More than half of middle-market deals utilized equity rollovers in 2023, according to law firm Goodwin Procter
March 27, 2024 (Preqin News) - Confronted by higher interest rates and diverging views on valuations, private equity dealmakers have increasingly turned to equity rollovers to unlock transactions, with more than half of mid-market deals reportedly doing so last year.
In a recent report, corporate law firm Goodwin Procter found that 57% of US mid-market deals featured equity rollovers in 2023, up from 46% in 2020. It attributes the increase to ‘a climate of economic uncertainty and challenging debt-financing markets.’
An equity rollover means that a seller agrees to retain a portion of their ownership stake post-acquisition instead of receiving sale proceeds in another form, such as cash or other consideration.
At this time of lower valuations, rollovers allow existing asset owners to free capital up immediately while retaining some access to future upside if valuations increase. This makes them a useful tool in helping to unlock transaction bottlenecks.
‘You can't really overstate the impact that increased borrowing costs have had on deals,’ Zachary Lupu, Partner in the Private Equity practice in New York at Goodwin Procter, and co-author of the report, tells Preqin News. ‘It has become imperative for sponsors to find alternative sources of acquisition financing, and so an increased reliance on rollover really helps fill that void.’
The number of annual buyout deals increased by 78% between 2014 and 2021, going from 7,605 to 13,504, before dropping by 15.6% in the two years to 2023, according to Preqin data. Aggregate deal value fell by 29.7% between 2021 and 2023, sliding from $1.62tn to $1.14tn, while the average deal size largely stagnated (from $584mn in 2021 to $569mn in 2023).
For GPs needing to return capital to investors yet unwilling to dispose of assets that may be worth more than current market valuations imply, higher rates and subdued valuations are a headache.
‘There's a streak of institutional investors needing to exit, but also not really wanting to part with that future upside,’ Lupu says. ‘And so, what we're seeing in terms of the market is structures like 50/50 deals where a GP will syndicate or sell down a portion of their investment to deliver partial monetization to their LPs, but they also want to keep exposure to future potential upside’.
Expectations of higher valuations have been underpinned by the outlook for borrowing costs.
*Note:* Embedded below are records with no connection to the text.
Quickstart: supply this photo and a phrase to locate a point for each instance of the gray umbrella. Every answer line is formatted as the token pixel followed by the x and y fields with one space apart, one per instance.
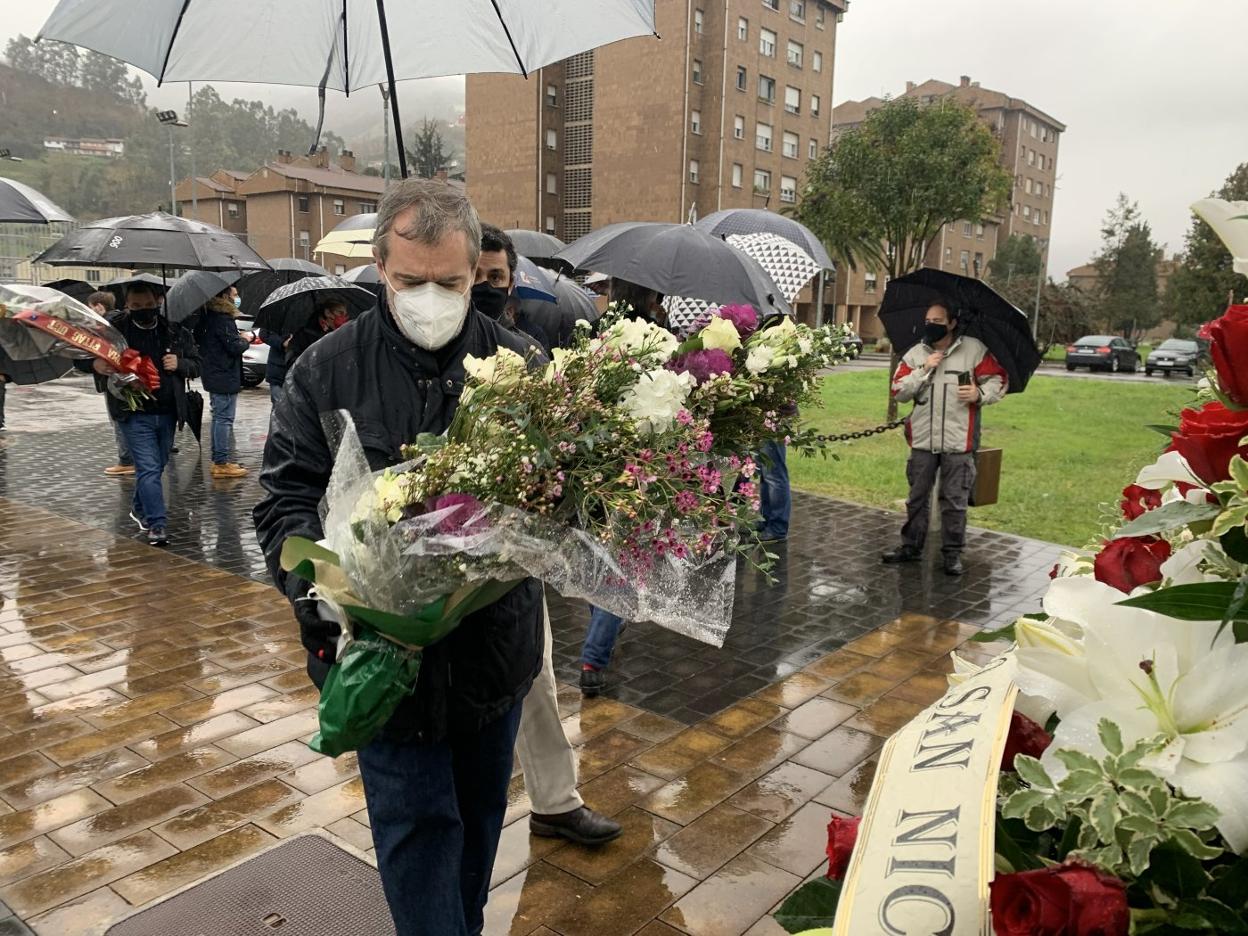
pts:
pixel 23 205
pixel 677 260
pixel 761 221
pixel 192 290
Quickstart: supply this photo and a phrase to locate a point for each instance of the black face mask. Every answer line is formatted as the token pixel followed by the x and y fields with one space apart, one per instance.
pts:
pixel 489 300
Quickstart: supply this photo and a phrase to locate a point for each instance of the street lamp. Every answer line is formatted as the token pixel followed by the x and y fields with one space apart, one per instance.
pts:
pixel 171 120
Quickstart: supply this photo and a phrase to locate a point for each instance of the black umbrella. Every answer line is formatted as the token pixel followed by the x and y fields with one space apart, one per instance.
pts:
pixel 75 288
pixel 677 260
pixel 291 307
pixel 253 288
pixel 980 312
pixel 23 205
pixel 154 241
pixel 761 221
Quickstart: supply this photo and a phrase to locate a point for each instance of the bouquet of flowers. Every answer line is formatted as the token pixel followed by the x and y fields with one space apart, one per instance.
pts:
pixel 38 322
pixel 1123 805
pixel 599 473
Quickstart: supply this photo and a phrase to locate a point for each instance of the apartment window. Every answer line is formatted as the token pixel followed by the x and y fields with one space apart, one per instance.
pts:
pixel 766 43
pixel 763 137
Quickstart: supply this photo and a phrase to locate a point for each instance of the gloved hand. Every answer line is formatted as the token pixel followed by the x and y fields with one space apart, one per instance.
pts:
pixel 318 637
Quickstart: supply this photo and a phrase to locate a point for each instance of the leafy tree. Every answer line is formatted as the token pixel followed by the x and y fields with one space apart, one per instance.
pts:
pixel 428 152
pixel 1203 282
pixel 1127 271
pixel 1017 256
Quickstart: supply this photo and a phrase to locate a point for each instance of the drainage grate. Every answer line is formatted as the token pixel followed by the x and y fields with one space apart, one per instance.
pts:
pixel 306 886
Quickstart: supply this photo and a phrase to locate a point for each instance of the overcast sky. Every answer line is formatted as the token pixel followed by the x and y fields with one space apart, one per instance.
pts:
pixel 1153 92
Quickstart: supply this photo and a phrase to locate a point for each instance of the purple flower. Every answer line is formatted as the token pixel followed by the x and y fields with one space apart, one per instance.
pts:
pixel 704 365
pixel 744 317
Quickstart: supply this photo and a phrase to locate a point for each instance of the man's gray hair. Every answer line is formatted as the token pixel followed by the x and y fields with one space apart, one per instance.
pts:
pixel 439 211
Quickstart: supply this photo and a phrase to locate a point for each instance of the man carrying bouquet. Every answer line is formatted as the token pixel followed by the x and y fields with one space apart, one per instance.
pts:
pixel 949 377
pixel 436 778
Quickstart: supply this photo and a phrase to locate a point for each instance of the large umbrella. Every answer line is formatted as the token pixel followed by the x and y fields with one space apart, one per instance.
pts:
pixel 980 312
pixel 736 221
pixel 343 44
pixel 23 205
pixel 292 306
pixel 1229 221
pixel 785 262
pixel 677 260
pixel 253 288
pixel 192 290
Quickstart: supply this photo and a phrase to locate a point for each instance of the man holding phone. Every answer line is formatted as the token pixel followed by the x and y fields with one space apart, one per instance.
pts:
pixel 950 377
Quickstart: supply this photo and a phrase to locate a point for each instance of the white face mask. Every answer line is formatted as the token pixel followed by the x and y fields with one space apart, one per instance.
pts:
pixel 428 315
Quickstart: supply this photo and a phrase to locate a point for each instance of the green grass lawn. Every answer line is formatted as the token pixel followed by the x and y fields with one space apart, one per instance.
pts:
pixel 1068 449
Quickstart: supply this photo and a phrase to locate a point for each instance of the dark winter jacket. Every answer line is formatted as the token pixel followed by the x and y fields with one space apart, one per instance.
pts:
pixel 394 391
pixel 221 348
pixel 172 337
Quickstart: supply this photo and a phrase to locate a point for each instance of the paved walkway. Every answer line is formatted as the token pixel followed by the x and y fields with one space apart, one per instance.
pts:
pixel 155 708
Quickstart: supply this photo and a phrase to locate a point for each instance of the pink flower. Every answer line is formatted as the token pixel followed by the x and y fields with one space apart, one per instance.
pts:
pixel 744 317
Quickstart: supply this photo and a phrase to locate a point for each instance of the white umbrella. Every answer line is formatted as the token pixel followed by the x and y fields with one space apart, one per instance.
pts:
pixel 1229 221
pixel 343 44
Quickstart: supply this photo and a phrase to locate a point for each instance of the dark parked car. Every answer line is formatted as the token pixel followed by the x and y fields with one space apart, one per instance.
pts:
pixel 1174 355
pixel 1102 352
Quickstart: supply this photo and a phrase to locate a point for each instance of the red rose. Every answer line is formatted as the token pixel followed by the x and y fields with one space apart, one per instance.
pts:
pixel 1025 738
pixel 1208 438
pixel 1137 501
pixel 841 835
pixel 1229 351
pixel 1131 562
pixel 1068 900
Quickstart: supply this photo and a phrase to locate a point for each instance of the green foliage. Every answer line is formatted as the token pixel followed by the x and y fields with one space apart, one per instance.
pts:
pixel 1127 271
pixel 1202 283
pixel 882 190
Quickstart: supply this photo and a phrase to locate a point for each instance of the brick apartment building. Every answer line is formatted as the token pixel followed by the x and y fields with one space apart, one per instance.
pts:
pixel 724 111
pixel 1028 147
pixel 285 206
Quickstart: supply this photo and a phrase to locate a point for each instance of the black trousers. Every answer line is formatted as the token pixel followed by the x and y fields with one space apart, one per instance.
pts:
pixel 956 482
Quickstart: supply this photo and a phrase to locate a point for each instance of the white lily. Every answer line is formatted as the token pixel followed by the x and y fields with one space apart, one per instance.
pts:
pixel 1151 675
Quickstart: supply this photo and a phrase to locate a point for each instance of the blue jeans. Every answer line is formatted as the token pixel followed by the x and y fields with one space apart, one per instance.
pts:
pixel 604 628
pixel 776 501
pixel 150 437
pixel 437 813
pixel 224 406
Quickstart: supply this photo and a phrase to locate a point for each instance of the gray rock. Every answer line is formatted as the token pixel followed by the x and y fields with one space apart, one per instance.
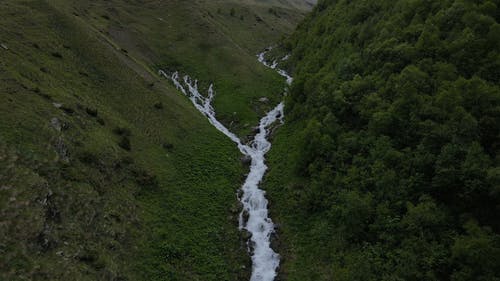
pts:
pixel 61 149
pixel 246 160
pixel 56 124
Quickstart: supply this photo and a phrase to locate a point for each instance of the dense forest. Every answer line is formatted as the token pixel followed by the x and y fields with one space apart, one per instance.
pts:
pixel 393 136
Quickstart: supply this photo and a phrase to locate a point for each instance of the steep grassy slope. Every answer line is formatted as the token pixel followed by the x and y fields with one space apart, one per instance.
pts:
pixel 388 165
pixel 215 41
pixel 106 172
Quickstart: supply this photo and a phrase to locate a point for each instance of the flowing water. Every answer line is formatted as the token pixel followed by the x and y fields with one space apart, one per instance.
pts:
pixel 254 217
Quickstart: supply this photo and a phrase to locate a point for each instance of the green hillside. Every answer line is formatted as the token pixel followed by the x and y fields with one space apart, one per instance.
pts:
pixel 388 165
pixel 107 172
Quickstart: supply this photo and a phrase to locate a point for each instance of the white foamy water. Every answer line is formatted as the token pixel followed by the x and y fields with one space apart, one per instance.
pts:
pixel 265 261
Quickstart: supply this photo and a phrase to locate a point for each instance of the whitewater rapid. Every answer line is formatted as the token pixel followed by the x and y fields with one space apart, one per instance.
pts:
pixel 265 261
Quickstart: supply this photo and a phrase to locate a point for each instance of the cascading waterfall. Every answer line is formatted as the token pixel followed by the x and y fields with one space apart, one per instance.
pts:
pixel 264 260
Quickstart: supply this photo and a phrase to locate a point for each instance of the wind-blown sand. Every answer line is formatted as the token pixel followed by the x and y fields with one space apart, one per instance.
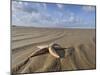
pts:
pixel 26 39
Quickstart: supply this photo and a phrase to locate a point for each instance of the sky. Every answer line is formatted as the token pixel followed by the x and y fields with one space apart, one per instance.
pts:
pixel 52 15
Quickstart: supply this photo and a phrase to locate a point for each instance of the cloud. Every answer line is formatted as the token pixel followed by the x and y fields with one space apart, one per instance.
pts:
pixel 37 14
pixel 88 8
pixel 59 6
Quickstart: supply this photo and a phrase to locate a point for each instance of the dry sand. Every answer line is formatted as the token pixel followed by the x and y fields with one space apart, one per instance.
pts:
pixel 26 39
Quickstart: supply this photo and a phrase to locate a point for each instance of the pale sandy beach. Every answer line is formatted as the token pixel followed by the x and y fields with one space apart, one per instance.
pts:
pixel 24 42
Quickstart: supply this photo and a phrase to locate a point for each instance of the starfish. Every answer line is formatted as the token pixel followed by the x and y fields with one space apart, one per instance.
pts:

The notion that policy setters may cut rates later this year, combined with record dry powder, is driving speculation that deal volume will increase as the year progresses. Some GPs say they have already noticed deals ticking up since the second quarter of last year.
‘In terms of our deal flow, we definitely saw an uptick towards the end of last summer,’ Trent Hickman, Managing Director at lower middle-market-focused VSS Capital Partners, tells Preqin News. ‘I think the financing markets have improved quite a bit since last spring or early summer, those markets are much more open now, but the underlying levels of interest rates are still higher.’
While a retreat from higher borrowing costs may trim rollover use in completing transactions, the timeframe and pace of any future rate cuts will be key to determining their ongoing role.
‘If interest rates come down quickly, that may reduce the need for such reliance on rollovers. But if they come down more slowly, the question is whether there will be an acceleration downwards in the use of rollovers, or whether it will be more steady,’ says Lupu.
While interest rates have heavily influenced rollover frequency in recent years, borrowing costs are not the only consideration. Equity rollovers also have the capacity to provide tax benefits to the seller. For example, they permit holders of qualified small business stock to continue their hold period and preserve advantageous tax treatment on their equity for future disposition.
Perhaps more significant in a busy deal environment will be their role as a catalyst for investor-management alignment. When an initial seller remains in the portfolio company’s management team, this also benefits the buyer.
‘One of the biggest variables in any deal is certainly the quality of management and the quality of relationship that we're able to build with them’, adds Hickman.
The opinions and facts included in the above do not constitute investment advice. Professional advice should be sought before making any investment or other decisions. Preqin accept no liability for any decisions taken in relation to the above.